This case involves an appeal to a Surrogate’s Court decision related to the accounting filed by an executor. One of the responsibilities of an executor is to keep accurate records of all of the money coming into an estate and all money distributed from the estate. The executor must submit a final accounting to the Surrogate’s Court which will review the records and ensure that the executor handled the estate assets properly. An interested party, such as a beneficiary, has the right to object to an accounting.
M. Schneider is the executor of the estate of his father, S. Schneider. According to the terms of S. Schneider’s will, his estate went to his two children, his son, M. Schneider and his daughter, J. Kotcher. M. Schneider was to receive corporate stock, valued at approximately $144,000. The remaining estate, valued at approximately $673,000, was to be equally divided between M. Schneider and J. Kotcher.
Kotcher objected to probate.
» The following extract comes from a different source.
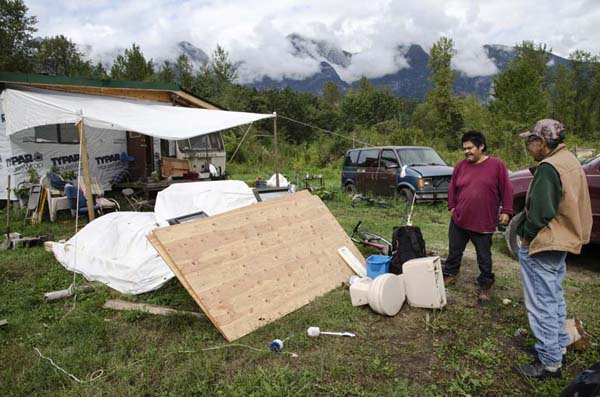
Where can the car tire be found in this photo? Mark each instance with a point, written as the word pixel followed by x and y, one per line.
pixel 350 189
pixel 513 241
pixel 405 195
However, Kotcher ultimately withdrew her objections after M. Schneider agreed to pay her $75,000. M. Schneider then filed an amended final account, and Kotcher objected to it because it credited the estate with paying the $75,000 settlement. By crediting the estate with paying her the $75,000, her pro rata share of the estate taxes increased. Kotcher asserted that the $75,000 was paid by M. Schneider personally, and not the estate. The Surrogate’s Court disagreed, concluding that the stipulation of settlement required the $75,000 to be paid by the estate and not Marvin Schneider personally. Kotcher appealed. The appellant division found in favor of Kotcher.
The court reasoned that the intention of Kotcher and Schneider was for the settlement to be paid by Schneider personally. In agreeing to this, Kotcher withdrew her objections to probate and the expectation was that the estate would then be distributed according to its terms. In fact M. Schneider issued a check to Kotcher from his business account and testified that he paid Kotcher “out of [his] own pocket”. Thus, the Surrogate’s Court improperly concluded that the settlement was to be paid by the estate.
Accordingly, the court sustained Kotcher’s objections and ordered the recomputation of the final account with an appropriate allocation of the estate taxes. Because the legal fees related to the accounting proceedings were not rendered solely on behalf of M. Schneider personally, it was appropriate that the $6000 in legal fees related to the accounting proceeding be paid from the estate to the attorneys for M. Schneider as executor.